Maya was glad someone thought this was fun. Because she sure didn't.

“Did any of you happen to see someone suspicious near Room 205?”

The three women nodded their heads in the affirmative, a brunette speaking up first. “I don't know if I'd call him suspicious-looking. More like drop-dead gorgeous. He was standing outside the room for a while, like he was waiting for someone to come back.”

A chill ran through Maya. “Could you be more specific? What did he look like?”

The brunette's friend giggled. “Tall. Really muscular. Brown hair. Like one of these firefighters. He had a baseball cap pulled down pretty low, though. I don't think any of us got a good look at his face.”

Great. They'd just described Logan. And about half of the firefighters in Lake Tahoe, both wildland and urban.

She needed to point Logan out to these women to see if they could positively I.D. him, even without having stared into his eyes. But when she turned around to locate him, he wasn't standing with Patrick anymore and she didn't see him anywhere.

She fought a growing sense of frustration as she made her way through the rest of the onlookers. But no one else was much help, pretty much echoing the other women's statements verbatim. After finishing questioning witnesses and talking to the police, she found it impossible to ignore the grim reality of her situation: Someone was trying to scare her—or worse.

Even though her stomach was empty, she had to fight back a wave of nausea. Desperate for something to hold on to, she pulled her leather bag against her stomach. She couldn't stand in this parking lot and be the cool, unruffled fire investigator for one more second. She needed to sit down someplace where she couldn't smell smoke or see firefighters who reminded her of her brother.

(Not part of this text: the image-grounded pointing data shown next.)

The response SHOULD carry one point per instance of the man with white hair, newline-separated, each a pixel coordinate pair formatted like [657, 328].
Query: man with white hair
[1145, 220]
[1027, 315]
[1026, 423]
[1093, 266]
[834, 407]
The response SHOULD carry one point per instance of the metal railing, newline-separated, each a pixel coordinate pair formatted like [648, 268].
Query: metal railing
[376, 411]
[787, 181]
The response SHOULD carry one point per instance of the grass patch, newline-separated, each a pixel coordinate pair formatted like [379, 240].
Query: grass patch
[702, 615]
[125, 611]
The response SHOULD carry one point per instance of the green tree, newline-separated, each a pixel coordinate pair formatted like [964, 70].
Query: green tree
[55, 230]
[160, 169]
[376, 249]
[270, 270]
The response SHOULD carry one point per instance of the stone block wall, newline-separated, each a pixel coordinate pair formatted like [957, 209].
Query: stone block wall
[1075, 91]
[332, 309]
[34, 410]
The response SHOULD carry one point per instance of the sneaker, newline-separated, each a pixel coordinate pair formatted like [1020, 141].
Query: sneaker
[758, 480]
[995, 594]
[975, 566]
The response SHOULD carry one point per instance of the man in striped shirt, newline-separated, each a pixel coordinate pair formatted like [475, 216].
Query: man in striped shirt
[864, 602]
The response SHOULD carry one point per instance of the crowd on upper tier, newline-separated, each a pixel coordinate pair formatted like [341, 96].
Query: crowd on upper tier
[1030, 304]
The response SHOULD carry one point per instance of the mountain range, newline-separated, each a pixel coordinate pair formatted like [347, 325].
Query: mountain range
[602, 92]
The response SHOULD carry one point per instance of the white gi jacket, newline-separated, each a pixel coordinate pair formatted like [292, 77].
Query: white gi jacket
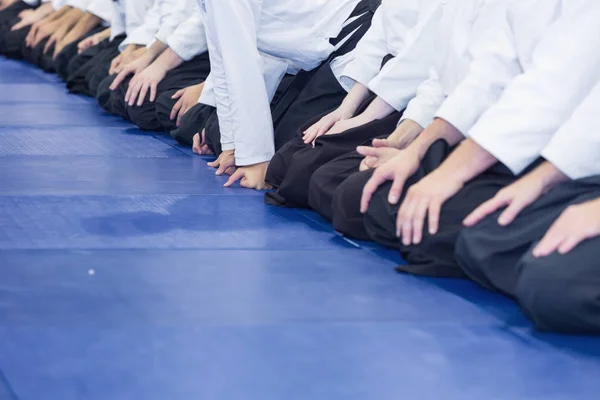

Moving quickly through the parking lot, she followed a pathway that led to the lake. The sun had set and she stumbled over rocks. And then, finally, the buildings fell away and sand crunched beneath her shoes. Water lapped against the shore and she dropped to the beach, her things falling around her feet, welcoming the cool sand beneath her. Hanging her head between her legs she took several deep breaths, in through her nose, out through her mouth.

Today had been one of the worst in her life, coming in right behind the days her father and brother had died.

She lifted her head and looked up at the full moon shining on the lake, watching the water move beneath it. She wished there was someone she could call for comfort. Someone she could say “I'm scared” to. But there wasn't. Not anymore.

Her girlfriends had called and called until enough of their voice mails went unanswered that they finally got the message and left her alone. She couldn't call her mother, not when Martha was already too damaged and couldn't possibly handle the thought of another child being threatened by fire. Not when it had already taken away her husband and son.

Fire was her mother's worst enemy. Maya could see why.

She fished her cell phone out of her bag and scrolled down her address book to retrieve her boss's home number. She definitely couldn't tell Albert how shaken up she was, but at the same time she had to tell him about what had gone down at her motel—and about Logan and what had gone down between them in the bar.

She dialed his house, never having bothered him on a Friday night before. She knew how precious her boss's family time was after a long, hard week managing a dozen investigators.

He picked up on the first ring, obviously recognizing her cell number. “Maya? Is everything all right?”

Regret rose up and choked her. Albert was one of the only people who knew all about her brother, how much she missed him, how long and hard she'd searched for concrete answers. She hated to let Albert down after he'd been so supportive of her career. But if she didn't set the record straight about her past history with Logan, she had no doubt that her suspect would beat her to it.

Caught blindsided, Albert wouldn't be able to deflect the blow, and Cal Fire might lose hold of the case altogether. Worst of all, the arsonist might run free.

She wouldn't allow her shame, her embarrassment over a reckless choice she'd made six months ago to give a potential arsonist the opening he needed to escape capture. Hopefully he hadn't beaten her to it in the past hour while she'd been questioning witnesses.